Wed, 05/22/2013 - 07:28 | 3587005 RazvanM
RazvanM's picture

So, let me try to write down what I understand:

- there are tax loopholes written in the laws of various countries

- the politicians use them, the banks use them, honest and corrupt people around the world use them

- the same politicians that created these loopholes and that are using them start doing lip work against usage of loopholes

- then they start judging the honest people and businesses for not being ethical, while saying nothing to the likes of Goldman Sachs, JPM, HBSC, Mitt Romney and other undisclosed entities

What I understand from all this is that the tax loopholes will continue to exist one way or another and the rules will be enforced on law abiding people, from now on, in political public tribunals.

Wed, 05/22/2013 - 07:56 | 3587068 StandardDeviant
StandardDeviant's picture

Yes, and to see why, consider that even in an article like this one, as highly critical as it is of political twits like Milliband, we find sentences like the following:

Tax havens cost the world something in the region of $100 billion a year.

"...cost the world..."?  Deconstruct that if you will.  Where did that $100 billion go - to the Martians?  Surely this should have read something like:

Tax havens prevent rapacious governments from stealing in the region of $100 billion a year.

And before anyone gets all worked up about "greedy corporations", etc., consider that corporations don't really pay tax, but simply collect them from the end customer.  So that $100 billion would have come out of their customers' pockets in the form of higher prices (with corresponding supply-chain markups, and 20% VAT added where applicable).

Wed, 05/22/2013 - 07:03 | 3586971 New_Meat
New_Meat's picture

And US Senate went after AAPL yesterday.  Coincidence?
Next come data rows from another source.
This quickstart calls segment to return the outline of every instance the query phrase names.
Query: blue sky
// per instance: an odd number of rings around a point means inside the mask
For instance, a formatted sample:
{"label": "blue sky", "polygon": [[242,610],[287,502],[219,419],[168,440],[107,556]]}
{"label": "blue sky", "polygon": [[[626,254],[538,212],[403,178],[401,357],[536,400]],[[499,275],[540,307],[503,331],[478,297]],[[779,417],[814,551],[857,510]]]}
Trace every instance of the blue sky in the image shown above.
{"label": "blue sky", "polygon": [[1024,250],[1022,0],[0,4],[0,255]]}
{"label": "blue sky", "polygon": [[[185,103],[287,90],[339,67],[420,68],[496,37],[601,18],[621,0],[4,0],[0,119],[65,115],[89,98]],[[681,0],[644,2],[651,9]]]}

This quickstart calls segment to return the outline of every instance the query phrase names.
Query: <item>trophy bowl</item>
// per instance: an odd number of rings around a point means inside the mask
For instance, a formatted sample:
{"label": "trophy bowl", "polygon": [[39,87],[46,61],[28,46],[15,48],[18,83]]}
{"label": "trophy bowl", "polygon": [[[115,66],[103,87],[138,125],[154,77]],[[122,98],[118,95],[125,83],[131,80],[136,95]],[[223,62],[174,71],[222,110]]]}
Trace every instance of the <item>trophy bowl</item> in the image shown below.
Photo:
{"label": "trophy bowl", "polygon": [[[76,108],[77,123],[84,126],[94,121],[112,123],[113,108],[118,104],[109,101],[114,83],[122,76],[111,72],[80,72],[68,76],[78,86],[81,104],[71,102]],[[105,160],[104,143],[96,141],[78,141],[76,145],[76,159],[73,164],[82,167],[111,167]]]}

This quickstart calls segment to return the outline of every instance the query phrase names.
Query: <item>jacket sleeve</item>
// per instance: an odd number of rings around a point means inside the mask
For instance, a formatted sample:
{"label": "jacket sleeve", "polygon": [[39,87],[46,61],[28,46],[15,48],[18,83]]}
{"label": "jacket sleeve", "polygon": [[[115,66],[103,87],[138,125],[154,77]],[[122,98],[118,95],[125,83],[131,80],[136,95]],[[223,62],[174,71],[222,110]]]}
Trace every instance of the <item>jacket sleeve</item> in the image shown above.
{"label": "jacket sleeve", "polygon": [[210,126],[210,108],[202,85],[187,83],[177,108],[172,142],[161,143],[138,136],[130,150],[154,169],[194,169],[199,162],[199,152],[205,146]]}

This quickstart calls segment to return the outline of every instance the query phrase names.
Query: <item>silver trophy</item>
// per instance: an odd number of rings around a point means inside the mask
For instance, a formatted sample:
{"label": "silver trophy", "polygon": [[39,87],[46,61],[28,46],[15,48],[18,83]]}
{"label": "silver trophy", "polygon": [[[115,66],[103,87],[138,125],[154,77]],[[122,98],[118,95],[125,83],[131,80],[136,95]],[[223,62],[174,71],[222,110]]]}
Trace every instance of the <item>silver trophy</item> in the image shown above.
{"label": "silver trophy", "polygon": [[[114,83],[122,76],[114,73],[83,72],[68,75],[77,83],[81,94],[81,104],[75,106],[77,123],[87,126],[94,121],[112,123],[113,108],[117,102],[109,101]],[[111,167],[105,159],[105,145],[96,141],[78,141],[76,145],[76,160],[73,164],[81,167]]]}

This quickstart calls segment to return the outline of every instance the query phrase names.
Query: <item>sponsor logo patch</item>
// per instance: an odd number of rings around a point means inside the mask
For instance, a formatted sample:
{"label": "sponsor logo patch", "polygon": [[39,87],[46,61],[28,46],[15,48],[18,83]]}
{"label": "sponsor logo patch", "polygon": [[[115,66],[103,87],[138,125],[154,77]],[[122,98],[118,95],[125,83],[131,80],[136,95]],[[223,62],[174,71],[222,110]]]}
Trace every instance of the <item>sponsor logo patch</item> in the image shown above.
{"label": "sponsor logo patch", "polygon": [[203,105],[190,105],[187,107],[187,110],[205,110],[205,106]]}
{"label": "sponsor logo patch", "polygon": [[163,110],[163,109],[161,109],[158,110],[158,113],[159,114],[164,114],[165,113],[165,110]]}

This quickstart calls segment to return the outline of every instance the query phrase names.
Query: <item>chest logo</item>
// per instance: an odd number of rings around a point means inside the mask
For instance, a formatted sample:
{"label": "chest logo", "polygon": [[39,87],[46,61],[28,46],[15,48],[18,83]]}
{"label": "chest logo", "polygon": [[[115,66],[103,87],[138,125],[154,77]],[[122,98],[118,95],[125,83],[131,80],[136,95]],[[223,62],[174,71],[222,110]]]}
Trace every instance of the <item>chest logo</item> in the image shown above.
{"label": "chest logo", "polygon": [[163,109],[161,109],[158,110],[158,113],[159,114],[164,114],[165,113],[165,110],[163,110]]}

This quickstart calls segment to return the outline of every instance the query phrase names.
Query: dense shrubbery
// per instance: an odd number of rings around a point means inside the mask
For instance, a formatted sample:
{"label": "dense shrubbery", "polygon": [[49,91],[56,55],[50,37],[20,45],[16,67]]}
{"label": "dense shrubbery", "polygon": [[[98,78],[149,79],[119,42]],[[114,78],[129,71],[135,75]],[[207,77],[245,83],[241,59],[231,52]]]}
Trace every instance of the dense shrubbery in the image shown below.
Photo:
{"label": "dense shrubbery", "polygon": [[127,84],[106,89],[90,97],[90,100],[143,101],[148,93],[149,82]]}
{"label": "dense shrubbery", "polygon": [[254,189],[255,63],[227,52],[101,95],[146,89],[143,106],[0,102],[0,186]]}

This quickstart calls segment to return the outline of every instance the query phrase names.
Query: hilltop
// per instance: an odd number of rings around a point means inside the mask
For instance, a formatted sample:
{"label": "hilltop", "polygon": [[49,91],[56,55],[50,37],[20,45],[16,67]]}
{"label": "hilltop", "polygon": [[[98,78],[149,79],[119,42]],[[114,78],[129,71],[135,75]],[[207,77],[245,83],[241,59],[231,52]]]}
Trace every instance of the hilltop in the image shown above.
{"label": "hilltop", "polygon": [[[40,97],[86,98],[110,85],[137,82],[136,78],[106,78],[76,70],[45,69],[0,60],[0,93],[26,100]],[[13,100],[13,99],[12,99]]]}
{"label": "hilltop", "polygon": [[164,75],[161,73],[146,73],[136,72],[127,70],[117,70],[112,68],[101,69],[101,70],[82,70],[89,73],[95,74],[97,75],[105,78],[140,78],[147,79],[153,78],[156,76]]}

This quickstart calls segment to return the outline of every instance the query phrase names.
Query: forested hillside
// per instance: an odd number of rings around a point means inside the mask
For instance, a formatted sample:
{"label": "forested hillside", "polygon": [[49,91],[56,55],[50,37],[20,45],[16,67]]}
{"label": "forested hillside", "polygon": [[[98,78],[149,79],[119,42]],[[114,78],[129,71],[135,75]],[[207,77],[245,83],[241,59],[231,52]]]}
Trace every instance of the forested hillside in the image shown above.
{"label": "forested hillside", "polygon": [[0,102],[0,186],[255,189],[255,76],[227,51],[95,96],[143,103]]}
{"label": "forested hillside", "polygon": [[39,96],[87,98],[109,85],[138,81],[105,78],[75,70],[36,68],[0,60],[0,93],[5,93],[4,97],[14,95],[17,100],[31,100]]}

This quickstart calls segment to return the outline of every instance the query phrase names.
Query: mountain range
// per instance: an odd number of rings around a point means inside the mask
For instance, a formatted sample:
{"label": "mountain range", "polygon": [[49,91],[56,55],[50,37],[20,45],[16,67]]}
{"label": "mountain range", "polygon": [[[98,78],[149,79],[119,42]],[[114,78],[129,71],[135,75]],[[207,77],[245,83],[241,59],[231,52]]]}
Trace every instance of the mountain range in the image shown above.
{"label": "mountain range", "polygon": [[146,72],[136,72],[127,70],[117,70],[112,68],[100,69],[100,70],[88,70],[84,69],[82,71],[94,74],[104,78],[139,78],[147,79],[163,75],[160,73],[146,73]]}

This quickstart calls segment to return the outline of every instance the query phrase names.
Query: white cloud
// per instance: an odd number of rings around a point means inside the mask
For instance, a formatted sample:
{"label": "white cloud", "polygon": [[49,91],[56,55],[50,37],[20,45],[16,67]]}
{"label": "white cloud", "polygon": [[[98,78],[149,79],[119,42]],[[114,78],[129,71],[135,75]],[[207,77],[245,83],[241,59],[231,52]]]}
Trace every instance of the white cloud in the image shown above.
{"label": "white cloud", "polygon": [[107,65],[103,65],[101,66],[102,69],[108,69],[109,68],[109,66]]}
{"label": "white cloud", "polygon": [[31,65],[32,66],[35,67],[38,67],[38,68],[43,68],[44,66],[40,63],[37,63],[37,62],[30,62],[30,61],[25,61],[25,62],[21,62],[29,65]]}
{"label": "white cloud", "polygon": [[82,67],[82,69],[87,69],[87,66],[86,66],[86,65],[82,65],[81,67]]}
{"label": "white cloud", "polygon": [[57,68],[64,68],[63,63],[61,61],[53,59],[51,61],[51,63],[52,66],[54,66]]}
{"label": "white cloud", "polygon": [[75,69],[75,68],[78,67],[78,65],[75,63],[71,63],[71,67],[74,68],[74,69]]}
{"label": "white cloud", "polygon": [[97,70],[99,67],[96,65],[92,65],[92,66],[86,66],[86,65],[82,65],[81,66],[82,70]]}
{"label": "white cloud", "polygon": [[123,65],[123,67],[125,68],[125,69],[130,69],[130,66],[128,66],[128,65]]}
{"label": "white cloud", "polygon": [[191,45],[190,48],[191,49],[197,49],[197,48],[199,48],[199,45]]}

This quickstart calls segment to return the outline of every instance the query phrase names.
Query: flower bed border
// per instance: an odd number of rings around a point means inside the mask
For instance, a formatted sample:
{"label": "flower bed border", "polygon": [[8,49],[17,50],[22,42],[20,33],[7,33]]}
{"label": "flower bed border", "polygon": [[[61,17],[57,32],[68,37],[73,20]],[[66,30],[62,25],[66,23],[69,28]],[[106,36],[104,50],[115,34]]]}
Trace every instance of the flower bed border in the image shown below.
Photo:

Me thinks not. - Ned

{although if all of the "hidden" cash were seized, it would make zero difference}

Wed, 05/22/2013 - 07:02 | 3586970 fredquimby
fredquimby's picture

Public lawmakers attempting to chastize private sector entrepreneurs for interpreting the letter of the law correctly.

Too funny.

Wed, 05/22/2013 - 10:32 | 3587701 Boxed Merlot
Boxed Merlot's picture

Perhaps the current VP of the US or his son who have both held and /or holding the top post in the state please explain to all what the term "Delaware Corporation" signifies.

Wed, 05/22/2013 - 08:39 | 3587175 dontgoforit
dontgoforit's picture

Politicians and beaurocrats will attempt to protect their positions and the worthlessness of their work no matter what imposition is put upon the population.

Wed, 05/22/2013 - 06:40 | 3586938 tradewithdave
tradewithdave's picture

Hold the Mike Mayo... "That's why I'm richer than you."